Кабинет Матери Марии-Магдалины выглядел таким же строгим, как и приемная, с той только разницей, что вместо статуи святого Иосифа на стене было большое распятие.
— Дитя мое, — сказала, здороваясь с ней, Мать Мария-Магдалина, — ваша сестра меня очень беспокоит. Несмотря на мои предупреждения, она продолжала умерщвлять плоть, и это пагубно сказалось на ее здоровье. Не могу понять истинную причину такого поведения, сколько бы ни думала об этом и ни молила Бога просветить меня. Наш священник тоже в полном недоумении. Мне кажется, дело не только в естественном стремлении служить Господу. Сестра Элизабет из-за чего-то серьезно переживает. И я спросила себя, не вы ли стали косвенной причиной ее душевной тревоги?
— Я? — переспросила Агнесса, и лицо ее вспыхнуло.

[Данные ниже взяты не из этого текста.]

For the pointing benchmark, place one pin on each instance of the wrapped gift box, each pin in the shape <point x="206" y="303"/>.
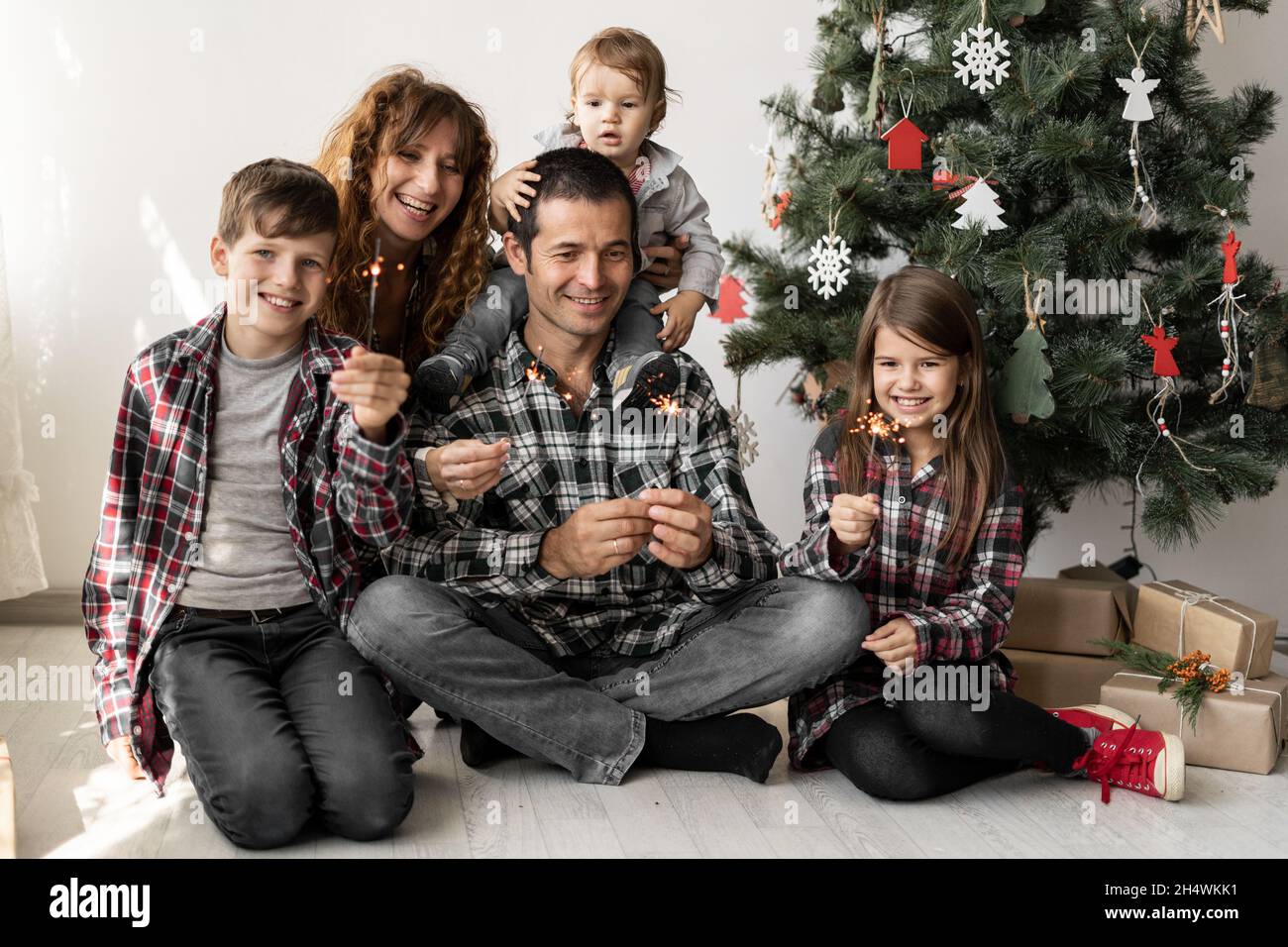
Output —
<point x="1235" y="635"/>
<point x="1059" y="681"/>
<point x="1063" y="615"/>
<point x="1100" y="574"/>
<point x="1233" y="731"/>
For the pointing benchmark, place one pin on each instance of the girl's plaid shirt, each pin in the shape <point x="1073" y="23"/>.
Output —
<point x="960" y="617"/>
<point x="343" y="495"/>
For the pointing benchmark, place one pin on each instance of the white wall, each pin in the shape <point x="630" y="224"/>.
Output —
<point x="119" y="137"/>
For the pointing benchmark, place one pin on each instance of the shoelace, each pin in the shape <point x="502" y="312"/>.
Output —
<point x="1103" y="764"/>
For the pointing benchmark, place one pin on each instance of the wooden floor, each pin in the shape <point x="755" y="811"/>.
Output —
<point x="72" y="802"/>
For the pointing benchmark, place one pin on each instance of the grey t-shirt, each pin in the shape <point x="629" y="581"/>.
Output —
<point x="245" y="556"/>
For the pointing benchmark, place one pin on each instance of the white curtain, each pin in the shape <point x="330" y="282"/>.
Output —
<point x="21" y="569"/>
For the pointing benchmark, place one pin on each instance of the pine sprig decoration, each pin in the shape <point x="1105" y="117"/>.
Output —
<point x="1192" y="673"/>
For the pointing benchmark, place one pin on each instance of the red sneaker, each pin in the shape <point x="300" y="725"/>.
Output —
<point x="1098" y="715"/>
<point x="1146" y="762"/>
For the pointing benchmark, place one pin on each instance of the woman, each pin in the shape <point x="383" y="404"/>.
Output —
<point x="412" y="162"/>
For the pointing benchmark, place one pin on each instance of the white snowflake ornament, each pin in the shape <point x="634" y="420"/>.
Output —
<point x="831" y="258"/>
<point x="984" y="63"/>
<point x="745" y="433"/>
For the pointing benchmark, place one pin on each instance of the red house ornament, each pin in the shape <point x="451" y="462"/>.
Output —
<point x="905" y="141"/>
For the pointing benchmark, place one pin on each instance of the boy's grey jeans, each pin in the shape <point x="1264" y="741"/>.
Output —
<point x="588" y="712"/>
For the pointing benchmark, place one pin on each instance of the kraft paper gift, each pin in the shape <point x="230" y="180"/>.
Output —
<point x="1059" y="681"/>
<point x="1234" y="731"/>
<point x="1177" y="617"/>
<point x="1063" y="615"/>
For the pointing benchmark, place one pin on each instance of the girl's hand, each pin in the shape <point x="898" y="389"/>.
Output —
<point x="896" y="643"/>
<point x="851" y="519"/>
<point x="375" y="385"/>
<point x="510" y="192"/>
<point x="467" y="468"/>
<point x="121" y="753"/>
<point x="681" y="309"/>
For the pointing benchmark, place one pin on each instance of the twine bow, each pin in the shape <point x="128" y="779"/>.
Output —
<point x="1193" y="598"/>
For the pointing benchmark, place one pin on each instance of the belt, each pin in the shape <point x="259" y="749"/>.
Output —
<point x="250" y="615"/>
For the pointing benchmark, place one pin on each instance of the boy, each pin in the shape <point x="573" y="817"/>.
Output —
<point x="254" y="457"/>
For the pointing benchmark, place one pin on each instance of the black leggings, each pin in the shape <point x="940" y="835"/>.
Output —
<point x="926" y="748"/>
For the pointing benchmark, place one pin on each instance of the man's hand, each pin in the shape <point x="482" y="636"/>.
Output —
<point x="666" y="263"/>
<point x="851" y="519"/>
<point x="681" y="309"/>
<point x="682" y="527"/>
<point x="896" y="643"/>
<point x="597" y="538"/>
<point x="375" y="385"/>
<point x="467" y="468"/>
<point x="120" y="751"/>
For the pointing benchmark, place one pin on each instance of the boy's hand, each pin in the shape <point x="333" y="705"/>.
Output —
<point x="510" y="192"/>
<point x="683" y="534"/>
<point x="666" y="263"/>
<point x="896" y="643"/>
<point x="681" y="309"/>
<point x="120" y="751"/>
<point x="375" y="385"/>
<point x="851" y="519"/>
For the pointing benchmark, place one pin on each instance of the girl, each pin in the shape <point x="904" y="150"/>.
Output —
<point x="935" y="548"/>
<point x="411" y="162"/>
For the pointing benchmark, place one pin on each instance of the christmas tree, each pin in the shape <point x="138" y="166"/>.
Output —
<point x="1107" y="180"/>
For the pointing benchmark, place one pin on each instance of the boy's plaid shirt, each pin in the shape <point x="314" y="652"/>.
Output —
<point x="958" y="617"/>
<point x="487" y="547"/>
<point x="340" y="491"/>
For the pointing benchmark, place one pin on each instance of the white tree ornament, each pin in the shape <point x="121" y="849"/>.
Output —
<point x="984" y="63"/>
<point x="745" y="433"/>
<point x="979" y="205"/>
<point x="829" y="257"/>
<point x="1137" y="89"/>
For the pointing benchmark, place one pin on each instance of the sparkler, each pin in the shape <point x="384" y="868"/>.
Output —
<point x="374" y="272"/>
<point x="670" y="408"/>
<point x="877" y="427"/>
<point x="533" y="371"/>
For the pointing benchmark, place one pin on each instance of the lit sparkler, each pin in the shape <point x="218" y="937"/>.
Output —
<point x="879" y="427"/>
<point x="374" y="272"/>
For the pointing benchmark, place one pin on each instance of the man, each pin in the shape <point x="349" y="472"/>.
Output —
<point x="613" y="596"/>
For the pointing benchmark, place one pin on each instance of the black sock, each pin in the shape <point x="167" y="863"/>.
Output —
<point x="739" y="744"/>
<point x="480" y="748"/>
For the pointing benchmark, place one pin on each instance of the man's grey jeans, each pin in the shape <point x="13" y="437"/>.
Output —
<point x="587" y="712"/>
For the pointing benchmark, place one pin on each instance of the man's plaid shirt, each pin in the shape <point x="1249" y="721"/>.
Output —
<point x="960" y="617"/>
<point x="340" y="491"/>
<point x="487" y="547"/>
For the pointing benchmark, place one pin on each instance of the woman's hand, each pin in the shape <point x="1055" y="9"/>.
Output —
<point x="510" y="192"/>
<point x="467" y="468"/>
<point x="668" y="263"/>
<point x="896" y="643"/>
<point x="851" y="519"/>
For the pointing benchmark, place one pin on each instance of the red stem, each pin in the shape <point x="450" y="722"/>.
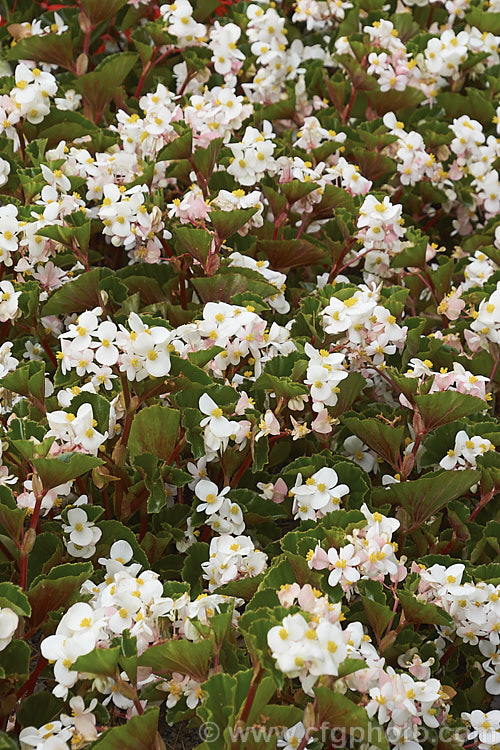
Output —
<point x="30" y="683"/>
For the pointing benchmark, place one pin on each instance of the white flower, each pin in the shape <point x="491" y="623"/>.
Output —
<point x="209" y="494"/>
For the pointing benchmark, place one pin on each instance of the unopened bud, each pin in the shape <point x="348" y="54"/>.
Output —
<point x="82" y="64"/>
<point x="28" y="541"/>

— Поймите меня правильно. Я не собираюсь возлагать на вас ответственность за ухудшение здоровья сестры Элизабет. Но вы же знаете, как она любит вас. Вам известно также, что все мы, старики и сестры, относимся к вам, как к близкому другу нашей общины. Мы любим вас и поэтому волнуемся, не произошло ли в вашей жизни какое-то событие, которое могло, помимо вашей воли, пагубно сказаться на здоровье вашей сестры. Я позволю себе говорить вам это только потому, что вы ее единственная родственница, о ком же ей еще беспокоиться, если не о вас? Вся ее любовь в миру отдана вам и старикам. Вряд ли старики могли причинить ей такие огорчения, следовательно, остаетесь только вы…
Наступило долгое молчание, Агнесса заметно побледнела:
— Можно мне навестить Элизабет в больнице?
— Я сама отведу вас туда. Сестра Элизабет находится в палате, предназначенной для наших больных сестер. Как правило, посещать их запрещено, но для вас мы сделаем исключение.